16.6.17

Coisas de luz

Estávamos a falar do dia, da noite e da luz e eu disse-lhe "espera, luz é de dia " e ela respondeu "não. Luz é sempre".

Bateu na mesa como se me quisesse dar um murro.

"Quando tu falas de amor não te referes só a uma parte dele, pois não? De Arvo Pärt, Hildegarde, Miles a uma parte da música?

É preciso falar da luz. Toda. A da noite e a do dia. Começar com as Vésperas de Rachmaninov, com a Ressurreição de Mahler, com a luz difusa da porta do Tabernáculo,  com a luz daquela pele que te deseja.

Começa pela luz. Começa por Pärt. Começa por ti nessa pele, no mercado de Ver-o-Peso, na luz glacial, branca e quase invisível do extremo-Oriente russo. Começa pela luz densa do olhar de uma rapariga de dezanove amos que te ama. Aos dezanove anos tudo é denso, da luz ao desejo. Imagina-te na neve. "Qual a diferença entre imaginar e recordar?"
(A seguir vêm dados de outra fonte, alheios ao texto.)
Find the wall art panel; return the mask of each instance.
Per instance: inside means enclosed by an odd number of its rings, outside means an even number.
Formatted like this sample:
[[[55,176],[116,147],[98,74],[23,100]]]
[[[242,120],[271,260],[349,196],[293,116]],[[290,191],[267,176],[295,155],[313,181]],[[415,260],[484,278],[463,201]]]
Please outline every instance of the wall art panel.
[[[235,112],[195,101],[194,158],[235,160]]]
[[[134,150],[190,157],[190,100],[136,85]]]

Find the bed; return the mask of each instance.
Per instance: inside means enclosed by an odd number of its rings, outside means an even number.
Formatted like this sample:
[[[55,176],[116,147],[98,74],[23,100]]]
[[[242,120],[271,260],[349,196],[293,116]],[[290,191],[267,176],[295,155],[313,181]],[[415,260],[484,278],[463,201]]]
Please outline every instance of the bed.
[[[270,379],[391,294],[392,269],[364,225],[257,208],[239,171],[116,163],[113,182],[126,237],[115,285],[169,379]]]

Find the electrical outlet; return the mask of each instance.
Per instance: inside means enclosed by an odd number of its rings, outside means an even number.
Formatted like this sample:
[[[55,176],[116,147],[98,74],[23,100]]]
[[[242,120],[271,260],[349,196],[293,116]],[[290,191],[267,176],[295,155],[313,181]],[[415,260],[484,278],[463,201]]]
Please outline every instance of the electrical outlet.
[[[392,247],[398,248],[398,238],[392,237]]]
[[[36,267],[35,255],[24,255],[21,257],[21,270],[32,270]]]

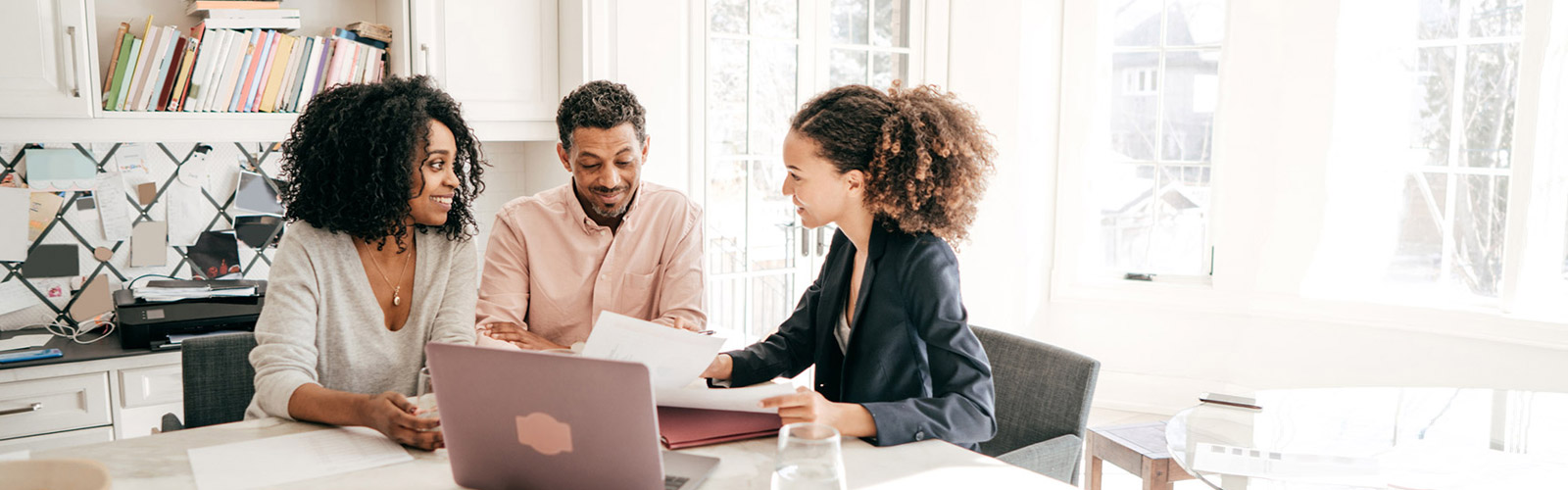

Nenhuma, estúpido. A imaginação é a memória do que ainda não aconteceu. A memória é o que poderia ter acontecido, imaginado hoje à luz deste fim de dia esvaído. Pärt, Hildegarde no abominável som do telefone.

Literatura, muita. Pensa assim: um dia vais querer a pele que te quer. Aliás: um dia vais querer a pele que queres. Não: tens. Tira os dois pontos e a confusão será total. Querer e ter são coisas diferentes, sabe-lo desde os dois anos de idade. Qual confusão?

- Estás a confundir memória e imaginação.
- E tu pele e desejo.

Há cidades nas quais a luz tem a forma de uma serpente gigante que a envolve sem ela (a cidade) saber.

Noutras, como Lisboa a luz parece-se com um pote de mel que alguém  (provável mas não seguramente chamado Leonard) entorna com um sorriso nos lábios.

O mel chama-se "Ausência". Ao fim de muitos anos é enjoativo, mas deixa a cidade entregar-se-lhe e vais ver como fica: limão.

(Dizia o ceguinho, entre parênteses).